Composer avec l’incertitude

À la complexité des mécanismes d’action possibles s’ajoutent celles des courbes dose-réponse non monotones et de la co-exposition à un mélange de substances. Pour environ 800 d’entre elles retrouvées dans des produits d’utilisation courante, des effets perturbateurs endocriniens ont été mis en évidence à la fois sur la faune sauvage et chez l’homme. Une relation causale entre l’exposition à une substance donnée et un effet sanitaire spécifique pourrait ne jamais être établie avec suffisamment de certitude chez l’homme.

Les effets obésogènes des PE doivent être considérés comme l’un des éléments d’un scénario mêlant la génétique, l’épigénétique et des facteurs environnementaux incluant l’alimentation, les habitudes de vie, la pollution de l’air et le microbiote intestinal. Scénario qui se déroule sur une vie entière. Les effets d’une exposition précoce à des obésogènes sont ainsi susceptibles de varier considérablement selon l’exposition chronique auquel l’individu sera soumis, qui dépend notamment du stockage des PE lipophiles dans sa masse grasse.

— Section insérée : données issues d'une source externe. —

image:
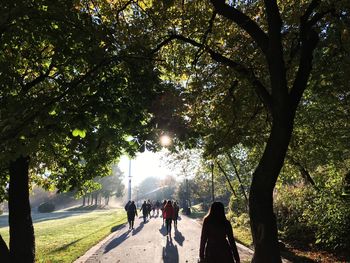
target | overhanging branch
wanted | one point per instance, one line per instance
(247, 73)
(243, 21)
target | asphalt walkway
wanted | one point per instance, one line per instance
(148, 243)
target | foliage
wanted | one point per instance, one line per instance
(322, 216)
(75, 88)
(46, 207)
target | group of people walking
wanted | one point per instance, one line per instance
(217, 243)
(169, 211)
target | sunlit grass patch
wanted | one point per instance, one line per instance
(65, 239)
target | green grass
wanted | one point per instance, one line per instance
(65, 239)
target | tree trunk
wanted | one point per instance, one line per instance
(96, 199)
(262, 218)
(22, 242)
(4, 251)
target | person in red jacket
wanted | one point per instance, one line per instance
(168, 215)
(217, 241)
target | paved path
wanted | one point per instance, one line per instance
(148, 243)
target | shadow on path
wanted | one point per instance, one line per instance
(296, 258)
(116, 242)
(170, 252)
(138, 229)
(179, 238)
(162, 229)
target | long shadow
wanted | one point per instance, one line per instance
(138, 229)
(162, 229)
(116, 242)
(296, 258)
(179, 238)
(170, 252)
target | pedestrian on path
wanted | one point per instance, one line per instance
(162, 209)
(214, 246)
(176, 213)
(144, 209)
(132, 211)
(168, 215)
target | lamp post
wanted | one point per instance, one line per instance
(212, 181)
(165, 141)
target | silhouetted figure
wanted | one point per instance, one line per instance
(176, 213)
(149, 208)
(144, 209)
(168, 215)
(127, 205)
(162, 209)
(214, 246)
(157, 207)
(132, 211)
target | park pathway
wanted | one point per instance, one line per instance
(148, 243)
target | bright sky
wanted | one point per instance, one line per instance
(144, 165)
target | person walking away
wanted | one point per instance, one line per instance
(176, 213)
(132, 211)
(157, 207)
(149, 208)
(144, 209)
(216, 229)
(127, 205)
(168, 215)
(162, 209)
(153, 208)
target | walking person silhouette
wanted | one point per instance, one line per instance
(214, 246)
(168, 215)
(131, 212)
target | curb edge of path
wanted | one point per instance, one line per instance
(94, 249)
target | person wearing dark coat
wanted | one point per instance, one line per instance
(144, 209)
(217, 242)
(132, 211)
(168, 215)
(176, 213)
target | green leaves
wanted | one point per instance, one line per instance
(78, 132)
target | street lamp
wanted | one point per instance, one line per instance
(212, 181)
(165, 141)
(129, 189)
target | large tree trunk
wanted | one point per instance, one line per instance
(4, 251)
(22, 245)
(262, 218)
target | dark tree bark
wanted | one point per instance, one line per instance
(262, 218)
(22, 241)
(4, 251)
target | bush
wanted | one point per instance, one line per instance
(322, 216)
(46, 207)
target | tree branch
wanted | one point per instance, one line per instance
(243, 21)
(227, 179)
(239, 177)
(239, 68)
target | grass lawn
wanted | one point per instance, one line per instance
(65, 239)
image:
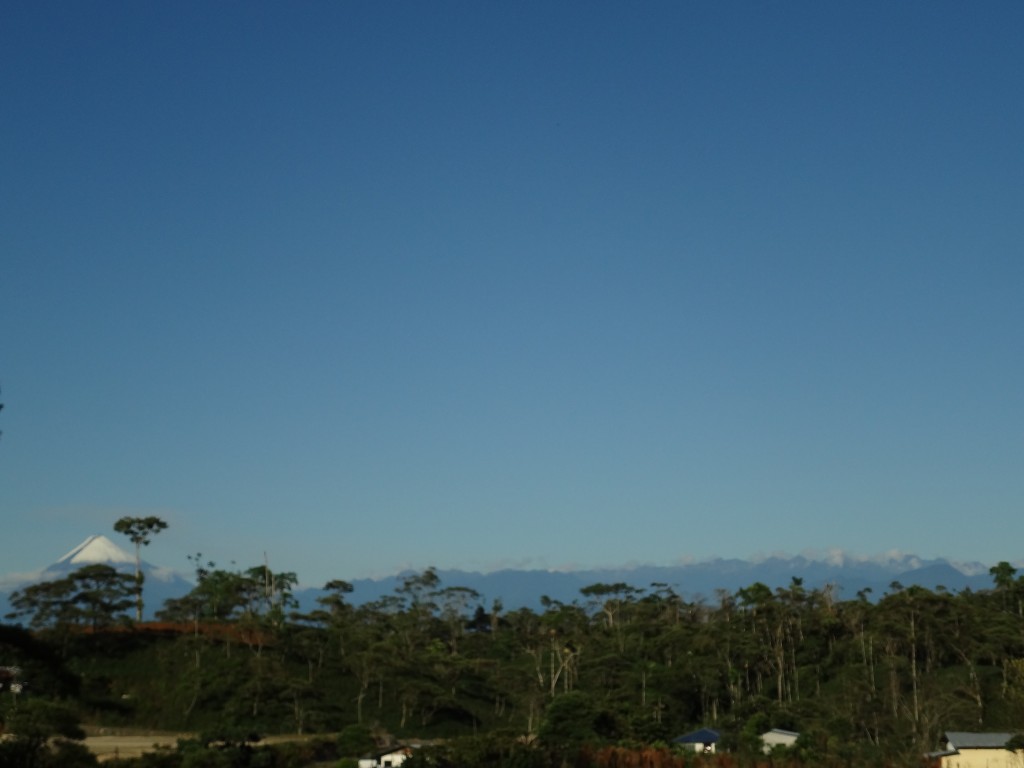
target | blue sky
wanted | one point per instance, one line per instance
(373, 286)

Étant donné le coût sanitaire et économique de l’obésité et des maladies associées, ces deux articles de revue appellent à la mobilisation du milieu scientifique pour accroîtrer la somme des connaissances. Les auteurs du premier s’arrêtent à l’intérêt d’un meilleur contrôle des PE, tandis que ceux du second plaident pour l’application du principe de précaution sans attendre le seuil qui déclencherait des décisions d’interdiction ou de restriction de substances particulières. Ils engagent en particulier les médecins à fournir aux femmes enceintes ou désireuses de l’être des conseils concernant leur alimentation (préférer les fruits, légumes et céréales « bio ») et leurs soins corporels (éviter l’utilisation de cosmétiques et produits d’hygiène contenant des phtalates ou des parabènes).

 


Publication analysée :

* Nappi F1, Barrea L, Di Somma C, et al. Endocrine aspects of environmental “obesogen” pollutants. Int J Environ Res Public Health 2016; 13.pii: E765.doi: 10.3390/ijerph13080765

1 I.O.S. & COLEMAN Srl, Naples, Italie.

** Janesick A1, Blumberg B. Obesogens: an emerging threat to public health. Am J Obstet Gynecol 2016; 214: 559-65. doi: 10.1016/j.ajog.2016.01.182

1 Department of Developmental and Cell Biology, University of California, Irvine, États-Unis.